There is data on two levels
On macro level, demand signals need to be made available to the suppliers, so they can plan production (and their own sales) early. Conversely, available capacity data needs to be available to buyers, so they have a chance to distribute their orders amongst a number of suppliers, as needed. At the same time, transportation capacities need to be secured, too. This is, where the transportation agents come into picture. It doesn’t help, if buyer and supplier get into an agreement and the goods cannot get transported.
Again, this requires a lot of mutual trust that the supply can be produced in time and quality, that payments are made in time, and especially, that the provided data is not or cannot be abused. Alternatively, it requires an infrastructure that enables the participants to trust in the infrastructure instead.
On the micro level, it needs the real-time exchange of detail information that enables a just-in-time supply that allows for detailed scheduling and synchronizing work processes and to possibly prepare for contingencies. This may include IoT data out of the network but also external data like weather, traffic, and lots more.
This can easily become an extremely high volume of data that needs to be processed fast to be useful.
All of this might be a good use case for a system that is based on a blockchain that is provided by an independent party or, even better, by a party that all participants have a stake in (the more the better). The blockchain could be used to secure the promises (demands and available capacities).
On the other hand, there are still significant voices (e.g. Bruce Schneier in his readable post on the dangers of cryptocurrencies and the uselessness of blockchain) that ask where the ultimate benefit of a blockchain is, whether it is a solution in search of a problem or whether it solves existing challenges in just another (not necessarily better) way or even question the promise of blockchain security altogether (e.g. this DARPA analysis).

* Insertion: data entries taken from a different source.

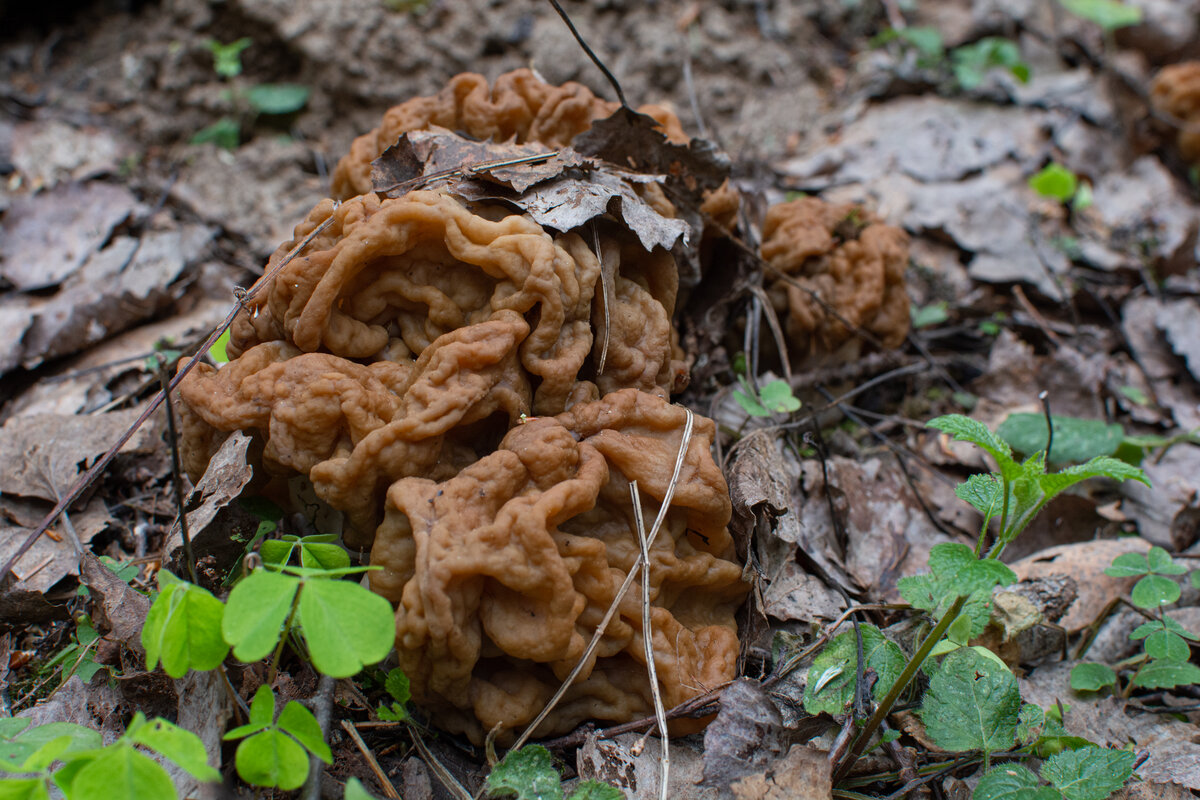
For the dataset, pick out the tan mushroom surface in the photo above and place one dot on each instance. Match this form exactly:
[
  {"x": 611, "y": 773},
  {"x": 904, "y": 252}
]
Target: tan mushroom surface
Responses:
[
  {"x": 1176, "y": 91},
  {"x": 837, "y": 268},
  {"x": 433, "y": 367}
]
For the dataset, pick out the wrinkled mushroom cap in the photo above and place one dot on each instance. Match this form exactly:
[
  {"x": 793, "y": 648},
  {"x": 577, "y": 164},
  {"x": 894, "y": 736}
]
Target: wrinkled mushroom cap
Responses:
[{"x": 837, "y": 269}]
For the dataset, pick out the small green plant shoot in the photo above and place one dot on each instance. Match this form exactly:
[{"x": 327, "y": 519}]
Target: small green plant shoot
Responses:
[
  {"x": 271, "y": 752},
  {"x": 529, "y": 774},
  {"x": 772, "y": 398},
  {"x": 1165, "y": 661}
]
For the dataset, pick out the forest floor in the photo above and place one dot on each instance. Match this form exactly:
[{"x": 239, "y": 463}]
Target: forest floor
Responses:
[{"x": 120, "y": 238}]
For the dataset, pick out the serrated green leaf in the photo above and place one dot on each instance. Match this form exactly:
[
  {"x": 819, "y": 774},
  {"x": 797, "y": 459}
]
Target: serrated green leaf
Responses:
[
  {"x": 1090, "y": 677},
  {"x": 271, "y": 758},
  {"x": 1165, "y": 645},
  {"x": 355, "y": 791},
  {"x": 1128, "y": 565},
  {"x": 1074, "y": 439},
  {"x": 1161, "y": 563},
  {"x": 1155, "y": 591},
  {"x": 255, "y": 614},
  {"x": 527, "y": 774},
  {"x": 184, "y": 629},
  {"x": 346, "y": 626},
  {"x": 971, "y": 704},
  {"x": 1012, "y": 782},
  {"x": 832, "y": 675},
  {"x": 964, "y": 428},
  {"x": 1109, "y": 14},
  {"x": 1089, "y": 773},
  {"x": 299, "y": 721},
  {"x": 1030, "y": 723},
  {"x": 1167, "y": 674},
  {"x": 983, "y": 491},
  {"x": 179, "y": 745},
  {"x": 277, "y": 98},
  {"x": 597, "y": 791},
  {"x": 121, "y": 773}
]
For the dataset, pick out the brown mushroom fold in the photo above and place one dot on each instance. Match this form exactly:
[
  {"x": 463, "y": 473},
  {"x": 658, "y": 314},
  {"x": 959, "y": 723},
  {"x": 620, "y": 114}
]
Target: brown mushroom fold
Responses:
[
  {"x": 520, "y": 106},
  {"x": 466, "y": 322},
  {"x": 837, "y": 269},
  {"x": 503, "y": 572},
  {"x": 1176, "y": 91}
]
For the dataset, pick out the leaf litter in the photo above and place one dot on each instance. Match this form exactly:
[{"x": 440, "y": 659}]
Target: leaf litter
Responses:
[{"x": 826, "y": 523}]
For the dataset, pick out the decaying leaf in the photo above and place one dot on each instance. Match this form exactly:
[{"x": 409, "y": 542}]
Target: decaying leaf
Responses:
[
  {"x": 803, "y": 774},
  {"x": 747, "y": 735}
]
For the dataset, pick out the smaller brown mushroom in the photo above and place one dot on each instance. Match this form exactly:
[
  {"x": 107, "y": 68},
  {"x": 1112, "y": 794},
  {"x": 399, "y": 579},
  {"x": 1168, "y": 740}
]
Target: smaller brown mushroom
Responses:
[
  {"x": 837, "y": 268},
  {"x": 1176, "y": 91}
]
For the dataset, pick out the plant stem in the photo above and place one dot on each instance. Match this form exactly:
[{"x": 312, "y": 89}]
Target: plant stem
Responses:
[{"x": 898, "y": 687}]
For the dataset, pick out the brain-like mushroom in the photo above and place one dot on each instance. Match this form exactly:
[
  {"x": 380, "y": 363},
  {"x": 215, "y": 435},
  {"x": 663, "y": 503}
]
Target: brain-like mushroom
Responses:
[
  {"x": 433, "y": 367},
  {"x": 1176, "y": 90},
  {"x": 838, "y": 268}
]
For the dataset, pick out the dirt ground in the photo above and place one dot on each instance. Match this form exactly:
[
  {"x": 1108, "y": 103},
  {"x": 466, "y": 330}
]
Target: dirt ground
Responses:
[{"x": 119, "y": 233}]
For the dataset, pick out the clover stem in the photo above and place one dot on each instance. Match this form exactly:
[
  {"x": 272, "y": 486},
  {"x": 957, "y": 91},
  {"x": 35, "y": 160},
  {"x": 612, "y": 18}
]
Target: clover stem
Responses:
[{"x": 283, "y": 636}]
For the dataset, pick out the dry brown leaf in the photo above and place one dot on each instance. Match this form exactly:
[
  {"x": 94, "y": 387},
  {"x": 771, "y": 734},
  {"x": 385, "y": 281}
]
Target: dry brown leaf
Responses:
[
  {"x": 47, "y": 236},
  {"x": 803, "y": 774},
  {"x": 747, "y": 735},
  {"x": 1084, "y": 561}
]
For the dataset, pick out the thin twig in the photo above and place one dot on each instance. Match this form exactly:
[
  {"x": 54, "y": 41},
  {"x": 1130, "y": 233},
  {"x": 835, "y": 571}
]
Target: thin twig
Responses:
[
  {"x": 177, "y": 471},
  {"x": 685, "y": 440},
  {"x": 648, "y": 643},
  {"x": 90, "y": 476},
  {"x": 323, "y": 707},
  {"x": 439, "y": 770},
  {"x": 595, "y": 59},
  {"x": 381, "y": 776}
]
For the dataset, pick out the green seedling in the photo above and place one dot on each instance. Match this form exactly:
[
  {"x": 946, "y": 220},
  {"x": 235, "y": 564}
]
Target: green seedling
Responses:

In any case, every scalable transactional system that allows for efficient and automated negotiation and processing should be capable of delivering these services. After all, the juice lies in the business logic and not in contracts being smart contracts or not.
So, what does it take to address the supply chain problem, given businesses have developed a strategy that focuses on a balance between cost, reliability, and speed?
- A secure (technical) environment that makes it easy for the participants to trust each other or that makes it even possible to replace trust into each other by trust into the environment. This environment must also ensure that the individual participants are not put at a systematic advantage or disadvantage. This requires a strong governance and is in all likelihood implemented by a network of systems that interact based on a standardized protocol.
- An ecosystem with enough participants on demand, supply and logistics sides that allows for both, the efficiency of scale and the possibility to build flexible networks between suppliers and buyers instead of relying on tight chains. As said above, the participants must not be put at a systematic advantage or disadvantage.
- Enough and accurate data that is securely collected, managed, bound by consent and purpose; it is to be only used to fulfill the needed services. This data must be equally accessible and usable by all participants (for this purpose).
- Scalable and transactional and analytical systems that enable the necessary real-time data ingestion and transaction handling. These systems predict demands and/or shortages on macro level and might also help in mitigating micro-level disturbances.
But as said: Trust between all members of the supply chain, from the end customer through the complete value network is key to the customers having a great experience.
Supply chains must evolve into flexible supply networks, based on mutual trust.